First we have Kate decked out in a tutu and fairie wings. She is also wearing her now famous 'princess face.' She even has her feet planted saucily. She loves posing for the camera.

Genna took a bit more convincing, though she finally did come into the room for the not-so-spontaneous photo shoot. She opted for the fairie version of 'sagging': her wing straps are hooked around her elbows, not her shoulders. Kids and fashon these days ...

Fairie-time continued for a while, though they refused to look the camera in the lens. I didn't know fairie princesses could be so ill-behaved. The only way to discipline them is to take away their wings, but then that is the makings of a fairie quest (to reclaim her wings) and we can't have that. It is a qanundrum. Parenting has never been so difficult.

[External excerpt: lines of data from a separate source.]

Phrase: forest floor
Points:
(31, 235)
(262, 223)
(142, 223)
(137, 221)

Saturday, September 02, 2006

Acquired Taste

Majda, in her last week with us, prepared an Arabian dinner. It made for a pretty display so I had to snap a shot. The upper food, in order from left to right, is: baba ganouche (eggplant paste) with dried pomegranate powder, grapeleaf and rice dolmas, and hummus with olive oil. The bottom row is Mediterranean flat bread and rotisserie chicken (prepared per the standards of halad in Islam) and roasted potatoes.

I liked the food, though the side dishes all require an acquired taste to fully enjoy. You can see in the corner that we didn't bother trying the new food on the girls. They enjoyed their good old red-blooded Yankee (GORBY, for you Canadians) macaroni and cheese.

Friday, September 01, 2006


I had to include this photo because, man, I look good! Look at that tux. I am slick. I put the 'ick' in slick. Hmm, no, I mean, I put the 'lick' in slick. Uh. Er. That doesn't work either. I just look crazy good, OK?